Friday, July 22, 2016

WY to MT Byways

So last week on my way back up to Billings, MT to fly home, I had a little extra time to see some sights.  Like the Stagecoach Museum in Lusk, WY.  They had a lot of nice historic things on display like this two-headed calf born just North of town in 1943.  (It wasn't still alive in there, that would be cruel).  And small world: while there, I saw a family and the kids had on OSU Cowboy t-shirts.  The Mom was a graduate.  We're everywhere!
I have showed some of the nice crop land, but much of the state is just wide-open spaces.  There is lots of room for people in crowded cities to move out to the country here.  Not sure what they would do once they got here though.
There are interesting rock formations along the highway.  It's easy to pull over and take some pics as there is hardly any traffic.

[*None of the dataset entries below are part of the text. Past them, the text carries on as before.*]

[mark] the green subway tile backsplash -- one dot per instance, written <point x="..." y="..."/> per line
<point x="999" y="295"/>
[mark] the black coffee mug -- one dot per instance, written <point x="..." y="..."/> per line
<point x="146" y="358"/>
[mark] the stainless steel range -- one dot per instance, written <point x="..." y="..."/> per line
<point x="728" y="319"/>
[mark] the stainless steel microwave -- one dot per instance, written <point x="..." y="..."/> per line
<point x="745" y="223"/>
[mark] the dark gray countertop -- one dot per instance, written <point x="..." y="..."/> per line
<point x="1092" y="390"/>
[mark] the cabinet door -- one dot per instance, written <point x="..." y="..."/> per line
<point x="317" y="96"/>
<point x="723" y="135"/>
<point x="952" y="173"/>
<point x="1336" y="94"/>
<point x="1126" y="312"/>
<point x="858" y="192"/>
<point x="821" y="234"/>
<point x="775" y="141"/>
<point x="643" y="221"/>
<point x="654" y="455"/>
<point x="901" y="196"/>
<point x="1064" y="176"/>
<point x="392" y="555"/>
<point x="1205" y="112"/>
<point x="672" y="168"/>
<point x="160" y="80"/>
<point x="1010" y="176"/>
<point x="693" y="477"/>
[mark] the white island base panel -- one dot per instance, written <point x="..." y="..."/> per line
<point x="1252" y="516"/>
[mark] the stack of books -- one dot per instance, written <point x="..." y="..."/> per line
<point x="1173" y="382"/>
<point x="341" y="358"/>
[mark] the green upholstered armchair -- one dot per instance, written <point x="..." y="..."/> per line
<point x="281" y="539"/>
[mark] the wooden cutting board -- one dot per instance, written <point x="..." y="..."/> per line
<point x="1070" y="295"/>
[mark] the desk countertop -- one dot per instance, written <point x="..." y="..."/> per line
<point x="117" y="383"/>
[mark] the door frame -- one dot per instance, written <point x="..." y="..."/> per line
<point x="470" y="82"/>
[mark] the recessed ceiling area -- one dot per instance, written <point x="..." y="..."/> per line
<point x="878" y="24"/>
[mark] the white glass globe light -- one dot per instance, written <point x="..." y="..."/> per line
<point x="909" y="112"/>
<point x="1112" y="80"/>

And there is a lot of pretty scenery if you get off the highway.
 Maybe this was a little too far off the highway.  I had no phone service, food or water, and saw no other traffic.  So rather than keep going on this "scenic route" to the North, I went back to the highway.  In the end I was glad I did as you'll see.
Wyoming is a big oil and gas state.  In some parts of the wide-open spaces there are all sorts of things pertaining to that.  I wonder how often someone has to drive way out here to check on them.
 Here is a building in old downtown Shoshoni, WY.  I thought it had character, or used to.  Pretty dry here with only 4" average annual rainfall.
Here is the old main street I guess.  Not much going on these days.  Now there is more of a town with some actual businesses just to the West of here.  But this was probably a happenin' place back in the day.  
Now crossing back into Montana near Hardin, I did a double-take as I passed this field.  I had to turn around and take another look.  I had never seen a field that looked so heavily plowed. It must have been a giant plow and would have liked to see what kind of tractor pulled it.
But I saved my favorite picture for last.  I was passing through the small town of Belfry, MT and happened to see this sign for the school.  And when I did, I made another U-turn.  This has to be the best mascot name EVER!  The BELFRY BATS!  That made my day.
Kind of hard to see, but they have a bat on the pole by the sign.  I'd love to go cheer at a home football game and get my picture taken with the mascot.
You can tell it's Friday.  Have a good weekend and send any rain our way.  We need it more than you.

Thursday, July 21, 2016

Another Intern on the Move, Plus More NCRS Happenings

So last week NCRS college intern Jake took his field trip to North Dakota.  He was met in Bismarck by Sales Account Manager Brad and Field Agronomy Manager Reid.  From there they went down to the extreme Southwestern part of the state to Bowman, home of AgroLiquid Retail Partner Southwest Ag (well what else would it be called?).  They spent the next several days travelling with some of the Southwest sales agronomists visiting customers both in the Bowman area and near their other site in Mandan, next to Bismarck.  MSU student Jake said that many of the crops looked good but some had been hampered by dry weather and hail.  Now that's a cruel combination.  That's Jake on the right.
In other news...the NCRS has long been Environmentally Verified by the Michigan Agriculture Environmental Assurance Program (MAEAP, or pronounced "Meep" in conversation).  This is a state program that recognizes farms that keep good spray, planting, application, et al, records, safe storage of pesticides, containment of fertilizers, irrigation records and all of the things that make a farm a good neighbor.  The NCRS passed inspection the other day and was awarded an updated sign, held by NCRS department manager Jay.  This one is cool because it is one of those that shine brightly at night from headlights.  Look for it on your next visit.  Come at night for the ultimate sign experience.
Well the winter wheat research plots have all been harvested, but there were still some production acres awaiting harvest.  Here is our fearless leader Troy taking the helm of the combine, having a last conversation with truck driver Ron.
And he's off.  This actually is some soft red winter wheat.  In general, these kernels are a major ingredient of flour used by private companies that bake cookies.  Yummm.
Faster Troy.   There's cookies to be made!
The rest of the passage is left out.